The warm and humid tropical regions of the Earth between the tropic of Cancer and the tropic of Capricorn have a rich diversity of life, i.e. plants, animals, and microorganisms and are called the region of mega biodiversity. India is one of the 12 countries which consist of more than half of the biodiversity of the Earth.

Taxonomy - It is a branch of biology which deals with identification, nomenclature, and classification of organisms. Carolus Linnaeus is called the father of taxonomy.


The method of arranging organisms into groups or sets on the basis of similarities and differences is called classification.

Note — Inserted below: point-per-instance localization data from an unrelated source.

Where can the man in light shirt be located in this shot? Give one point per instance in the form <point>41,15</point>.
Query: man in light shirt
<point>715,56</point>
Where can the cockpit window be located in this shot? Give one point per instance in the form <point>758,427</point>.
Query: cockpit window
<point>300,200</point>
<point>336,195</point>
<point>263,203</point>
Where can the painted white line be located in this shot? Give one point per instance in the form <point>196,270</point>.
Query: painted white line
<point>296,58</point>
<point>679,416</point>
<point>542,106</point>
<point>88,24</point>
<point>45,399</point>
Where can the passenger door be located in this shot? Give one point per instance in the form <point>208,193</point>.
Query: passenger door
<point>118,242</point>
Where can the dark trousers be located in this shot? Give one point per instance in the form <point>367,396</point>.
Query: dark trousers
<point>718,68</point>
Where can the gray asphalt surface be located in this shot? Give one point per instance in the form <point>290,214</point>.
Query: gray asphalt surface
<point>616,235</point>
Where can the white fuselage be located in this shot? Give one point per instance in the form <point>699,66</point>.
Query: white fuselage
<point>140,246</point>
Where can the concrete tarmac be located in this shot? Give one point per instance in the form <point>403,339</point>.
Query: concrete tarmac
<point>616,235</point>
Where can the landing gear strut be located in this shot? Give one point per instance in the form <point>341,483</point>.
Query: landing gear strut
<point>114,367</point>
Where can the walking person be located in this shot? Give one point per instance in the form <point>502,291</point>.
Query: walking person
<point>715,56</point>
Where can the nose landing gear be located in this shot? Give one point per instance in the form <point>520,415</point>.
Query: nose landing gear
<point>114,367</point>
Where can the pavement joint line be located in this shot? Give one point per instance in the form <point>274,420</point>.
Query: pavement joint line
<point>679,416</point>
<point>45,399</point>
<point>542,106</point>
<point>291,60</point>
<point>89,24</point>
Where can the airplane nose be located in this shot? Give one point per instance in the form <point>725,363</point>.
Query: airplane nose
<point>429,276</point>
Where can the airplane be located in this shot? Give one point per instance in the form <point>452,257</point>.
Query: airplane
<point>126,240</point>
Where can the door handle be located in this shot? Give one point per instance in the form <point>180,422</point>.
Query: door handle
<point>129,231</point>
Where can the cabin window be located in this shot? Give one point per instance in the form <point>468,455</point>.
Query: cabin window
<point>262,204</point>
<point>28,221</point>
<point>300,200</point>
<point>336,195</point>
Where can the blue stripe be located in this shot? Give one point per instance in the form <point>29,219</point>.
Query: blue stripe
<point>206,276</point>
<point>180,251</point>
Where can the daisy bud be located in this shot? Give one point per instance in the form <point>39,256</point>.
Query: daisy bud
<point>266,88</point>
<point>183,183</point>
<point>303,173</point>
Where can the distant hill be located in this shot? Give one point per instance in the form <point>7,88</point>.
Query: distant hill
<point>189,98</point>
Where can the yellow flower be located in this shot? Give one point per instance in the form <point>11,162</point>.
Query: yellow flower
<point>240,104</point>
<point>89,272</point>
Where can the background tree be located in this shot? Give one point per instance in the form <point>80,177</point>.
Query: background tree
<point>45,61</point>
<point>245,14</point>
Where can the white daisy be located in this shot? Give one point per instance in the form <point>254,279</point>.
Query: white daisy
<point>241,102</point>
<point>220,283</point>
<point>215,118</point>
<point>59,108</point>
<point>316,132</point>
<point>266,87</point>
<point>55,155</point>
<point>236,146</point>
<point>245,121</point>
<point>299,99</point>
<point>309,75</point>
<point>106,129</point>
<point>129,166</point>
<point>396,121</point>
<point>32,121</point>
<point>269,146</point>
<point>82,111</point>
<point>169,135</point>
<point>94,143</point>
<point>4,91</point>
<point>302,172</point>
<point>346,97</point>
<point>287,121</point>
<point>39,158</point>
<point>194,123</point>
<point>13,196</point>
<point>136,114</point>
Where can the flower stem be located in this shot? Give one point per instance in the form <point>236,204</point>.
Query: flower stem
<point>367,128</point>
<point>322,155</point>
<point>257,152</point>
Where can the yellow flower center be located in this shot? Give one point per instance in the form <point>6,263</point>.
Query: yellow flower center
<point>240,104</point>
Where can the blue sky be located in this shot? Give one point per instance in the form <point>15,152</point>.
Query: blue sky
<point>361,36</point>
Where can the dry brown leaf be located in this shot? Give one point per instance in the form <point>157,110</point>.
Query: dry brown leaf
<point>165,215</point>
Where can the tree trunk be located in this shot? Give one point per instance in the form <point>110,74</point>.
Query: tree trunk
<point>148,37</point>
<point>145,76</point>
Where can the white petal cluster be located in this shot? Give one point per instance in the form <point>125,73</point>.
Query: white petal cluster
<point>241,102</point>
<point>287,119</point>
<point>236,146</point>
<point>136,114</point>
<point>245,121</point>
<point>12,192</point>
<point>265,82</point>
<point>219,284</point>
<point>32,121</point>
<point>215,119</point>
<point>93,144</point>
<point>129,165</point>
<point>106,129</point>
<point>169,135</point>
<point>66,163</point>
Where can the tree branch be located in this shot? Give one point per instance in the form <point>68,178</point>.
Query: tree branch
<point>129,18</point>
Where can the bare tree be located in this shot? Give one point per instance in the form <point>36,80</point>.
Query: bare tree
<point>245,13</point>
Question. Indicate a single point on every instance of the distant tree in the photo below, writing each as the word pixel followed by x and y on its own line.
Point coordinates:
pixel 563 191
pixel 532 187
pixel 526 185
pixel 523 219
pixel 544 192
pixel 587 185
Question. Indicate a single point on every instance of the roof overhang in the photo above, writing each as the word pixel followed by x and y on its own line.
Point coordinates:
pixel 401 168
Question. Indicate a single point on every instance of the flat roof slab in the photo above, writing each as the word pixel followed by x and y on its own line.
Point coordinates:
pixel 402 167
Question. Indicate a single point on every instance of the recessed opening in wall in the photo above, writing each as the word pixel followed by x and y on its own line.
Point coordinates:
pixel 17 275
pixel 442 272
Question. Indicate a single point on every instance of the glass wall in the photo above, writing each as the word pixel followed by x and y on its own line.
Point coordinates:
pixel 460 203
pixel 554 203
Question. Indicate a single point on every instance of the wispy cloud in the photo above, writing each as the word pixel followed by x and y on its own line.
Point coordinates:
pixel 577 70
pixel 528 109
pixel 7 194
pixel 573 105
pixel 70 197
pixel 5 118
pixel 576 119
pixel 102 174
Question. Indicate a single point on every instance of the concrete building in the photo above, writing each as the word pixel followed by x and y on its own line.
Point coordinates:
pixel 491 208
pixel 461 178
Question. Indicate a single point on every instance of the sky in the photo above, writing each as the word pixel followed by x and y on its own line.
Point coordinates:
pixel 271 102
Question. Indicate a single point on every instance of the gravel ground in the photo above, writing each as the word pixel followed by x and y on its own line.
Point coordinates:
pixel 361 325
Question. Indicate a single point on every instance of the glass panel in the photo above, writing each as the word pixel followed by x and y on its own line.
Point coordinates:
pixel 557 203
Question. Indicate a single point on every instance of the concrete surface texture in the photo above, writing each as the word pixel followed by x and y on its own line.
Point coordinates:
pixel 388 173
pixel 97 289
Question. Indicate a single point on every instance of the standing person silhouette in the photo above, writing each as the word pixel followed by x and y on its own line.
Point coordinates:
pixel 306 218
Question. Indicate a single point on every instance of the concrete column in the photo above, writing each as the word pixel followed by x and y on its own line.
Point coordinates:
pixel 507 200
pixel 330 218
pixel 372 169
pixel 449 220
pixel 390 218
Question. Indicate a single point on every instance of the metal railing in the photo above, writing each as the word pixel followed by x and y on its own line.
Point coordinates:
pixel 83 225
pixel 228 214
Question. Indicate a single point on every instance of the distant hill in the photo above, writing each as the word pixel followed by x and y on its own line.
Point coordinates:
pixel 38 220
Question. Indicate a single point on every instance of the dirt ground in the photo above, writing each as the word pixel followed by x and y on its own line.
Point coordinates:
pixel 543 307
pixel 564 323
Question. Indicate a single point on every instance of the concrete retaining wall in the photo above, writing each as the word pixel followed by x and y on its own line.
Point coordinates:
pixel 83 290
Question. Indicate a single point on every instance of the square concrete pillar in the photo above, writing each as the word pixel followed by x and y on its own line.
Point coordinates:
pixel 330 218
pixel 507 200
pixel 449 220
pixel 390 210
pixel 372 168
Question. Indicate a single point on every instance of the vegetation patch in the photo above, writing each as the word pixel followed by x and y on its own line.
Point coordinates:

Importance of classification:

  • It makes the study of wide variety of organisms easy and in systematic manner.
  • It helps to understand how the different organisms have evolved with time.
  • It helps to understand the inter-relationships among different groups of organisms.
  • It forms a base for the study of other biological sciences, like biogeography.

Basis of classification:

There are the certain features or properties used for the classification of living organisms which are known as characteristics. Organisms with same characteristics are placed in same groups.

Classification system

1. Two kingdom classifications: Carolus Linnaeus in 1758 classified the living organisms into two groups as plants and animals.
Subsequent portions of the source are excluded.